Finally, ensure that tool names listed in the allowed-tools field are case-sensitive. For instance, Bash, Read, and Grep will work as expected, whereas lowercase versions like bash or grep will not. Incorrect configurations will prevent Claude from executing those tools.
Core Workflows the Skill Pack Enables
Building UI Layouts and Managing State
The skill pack enforces a structured three-tier UI pattern to keep things organized: route composables handle ViewModel management and lifecycle states, screen composables focus on rendering based on state and callbacks, and leaf composables deal with localized UI effects like focus or animations. One standout feature is how Claude Code applies this pattern automatically whenever it detects relevant @Composable functions.
For state management, the skill emphasizes centralizing state within a ViewModel using StateFlow, which makes testing smoother. For one-off events like snackbars or navigation, it recommends Channel<Effect> to avoid duplicate triggers during configuration changes. It also suggests choosing the right state primitive for the job - use derivedStateOf for computed values and rememberSaveable for state that needs to persist through process deaths.
These strategies lay the groundwork for the testing workflows discussed in the next section.
Testing and Debugging Compose Projects
To streamline testing, the skill pack provides reference files tailored to specific tasks.
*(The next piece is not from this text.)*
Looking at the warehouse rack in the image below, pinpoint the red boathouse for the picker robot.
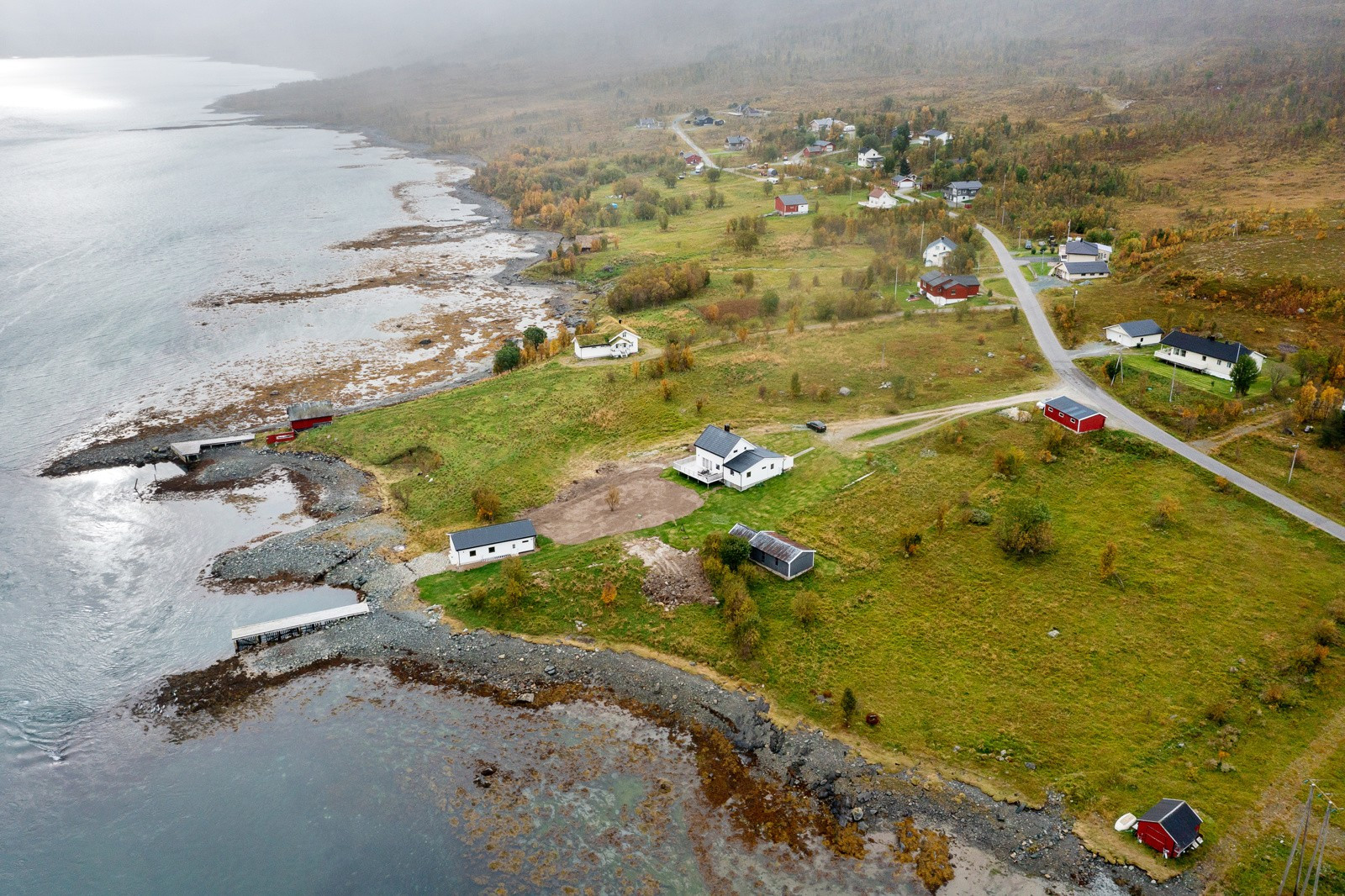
[1135,799,1205,858]
[1045,396,1107,432]
[285,401,335,432]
For example, one file walks through using Turbine for testing StateFlow, SharedFlow, and Channel patterns. Another explains setting up Ktor's MockEngine for networking tests, while a third focuses on unit testing PagingSource with tools like asSnapshot and TestPager. Claude Code ensures only the relevant file is loaded, keeping things focused and efficient.
The skill also promotes a simplified MVI test strategy: trigger an event in the ViewModel, observe the resulting StateFlow or Channel effect, and validate the output. For performance debugging, it leverages Compose Compiler Metrics to identify "restartable but non-skippable" functions, which are a common cause of frame-time issues. Developers are encouraged to run these metrics on release builds, as debug builds can produce misleading results due to live literals.
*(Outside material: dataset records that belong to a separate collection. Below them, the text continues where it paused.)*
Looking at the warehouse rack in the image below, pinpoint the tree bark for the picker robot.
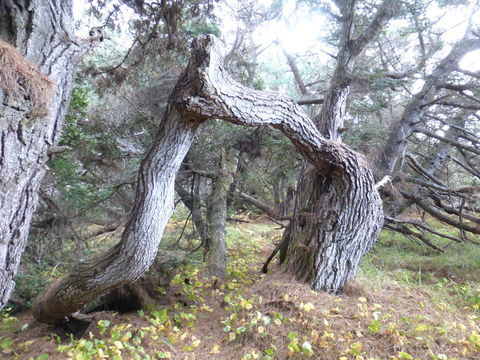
[375,33,480,179]
[0,0,83,308]
[205,149,238,280]
[280,0,396,293]
[34,35,383,323]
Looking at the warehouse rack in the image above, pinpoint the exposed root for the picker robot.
[0,40,54,114]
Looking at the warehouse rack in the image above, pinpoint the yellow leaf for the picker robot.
[192,339,200,348]
[303,303,315,312]
[210,344,220,354]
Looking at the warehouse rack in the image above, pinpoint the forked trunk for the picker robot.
[34,35,383,323]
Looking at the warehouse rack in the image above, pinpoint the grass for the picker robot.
[0,221,480,360]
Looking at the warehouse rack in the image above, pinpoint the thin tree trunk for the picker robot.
[205,149,238,280]
[34,35,383,323]
[375,36,480,179]
[0,0,83,308]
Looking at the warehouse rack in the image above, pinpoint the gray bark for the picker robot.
[280,0,396,293]
[33,104,198,323]
[205,149,238,280]
[34,35,383,323]
[0,0,83,308]
[375,34,480,179]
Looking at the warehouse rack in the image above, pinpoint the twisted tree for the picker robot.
[0,0,90,308]
[34,35,383,323]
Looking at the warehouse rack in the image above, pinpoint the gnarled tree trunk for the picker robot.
[0,0,82,308]
[280,0,395,293]
[34,35,383,323]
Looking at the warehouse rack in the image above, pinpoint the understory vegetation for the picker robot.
[0,215,480,360]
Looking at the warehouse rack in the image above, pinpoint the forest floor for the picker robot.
[0,217,480,360]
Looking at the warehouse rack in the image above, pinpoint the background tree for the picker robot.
[0,0,89,308]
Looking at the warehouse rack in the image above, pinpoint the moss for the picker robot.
[0,40,54,117]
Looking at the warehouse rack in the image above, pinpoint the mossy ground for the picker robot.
[0,221,480,360]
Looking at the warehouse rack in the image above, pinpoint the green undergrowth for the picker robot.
[0,221,480,360]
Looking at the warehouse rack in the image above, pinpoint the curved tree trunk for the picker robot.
[0,0,81,308]
[33,105,198,323]
[34,35,383,323]
[280,0,395,293]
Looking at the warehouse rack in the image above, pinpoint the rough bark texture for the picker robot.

Once your state logic and UI performance are verified, the skill pack offers further guidance on refining your Compose app.
Optimizing Performance and Following Best Practices
With UI management and testing handled, the skill pack shifts attention to performance tuning, essential for production-ready Compose apps.
It includes 20 recomposition rules and a table of 27 common anti-patterns, each paired with concise replacement snippets. Key optimizations include deferring state reads to the layout or draw phase (e.g., using graphicsLayer for animations) to avoid unnecessary recompositions. Another feature, strong skipping mode, can be enabled with a compiler flag, allowing composables with unstable parameters to be skipped when those parameters remain unchanged. For lazy lists, the skill ensures the use of stable keys and content type declarations, reducing redundant re-renders.
"Always measure in release plus R8 plus a real device. Debug builds lie." - skydoves
A subtle but critical anti-pattern flagged by the skill is passing Flow objects directly as parameters to composables. Instead, it advises collecting these flows in the ViewModel or at a higher UI boundary, then passing stable state down the composable tree.
Extending and Customizing the Skill Pack
Editing Skill Definitions
Once you've integrated the skills, the next step is to refine them to suit your needs. Each skill is defined in a SKILL.md file, which uses YAML frontmatter for metadata and a Markdown section for detailed instructions. Two key fields in the frontmatter - description and when_to_use - can be adjusted to reflect the terminology and requirements of your project. For instance, if you’re working with a custom Material3-based component library, you can align these fields with your internal vocabulary.
The Markdown section is where your project-specific architecture rules take shape. Replace any vague or generic instructions with precise guidelines tailored to your workflows. For example, you could specify naming conventions for ViewModel, preferred state management approaches, or any restrictions tied to your design system. If your instructions start to exceed 500 lines, consider moving larger content - such as API specifications or detailed code examples - to a references/ subdirectory. This keeps the skill file concise and reduces unnecessary token usage, ensuring efficiency.
Another useful frontmatter field is paths, which allows you to limit a skill's scope to specific file patterns (e.g., **/*.compose.kt). If there are skills you only want triggered manually, set disable-model-invocation: true in the frontmatter. These adjustments make your skills more precise and context-aware, laying the groundwork for the next step: embedding real code examples.
Adding Real Compose Examples to Skills
"A skill is not documentation for humans. It is operational instructions for an LLM. That changes the writing voice: terse, imperative, RIGHT and WRONG snippet pairs, MUST and MUST NOT directives in bold caps." - skydoves
You can make your skills far more effective by including clear code examples that show both correct and incorrect approaches. For instance, if you're optimizing animation performance, you might include a snippet showing proper usage of Modifier.offset { IntOffset } (correct) alongside the improper Modifier.offset() (incorrect). These examples give Claude unambiguous rules to follow.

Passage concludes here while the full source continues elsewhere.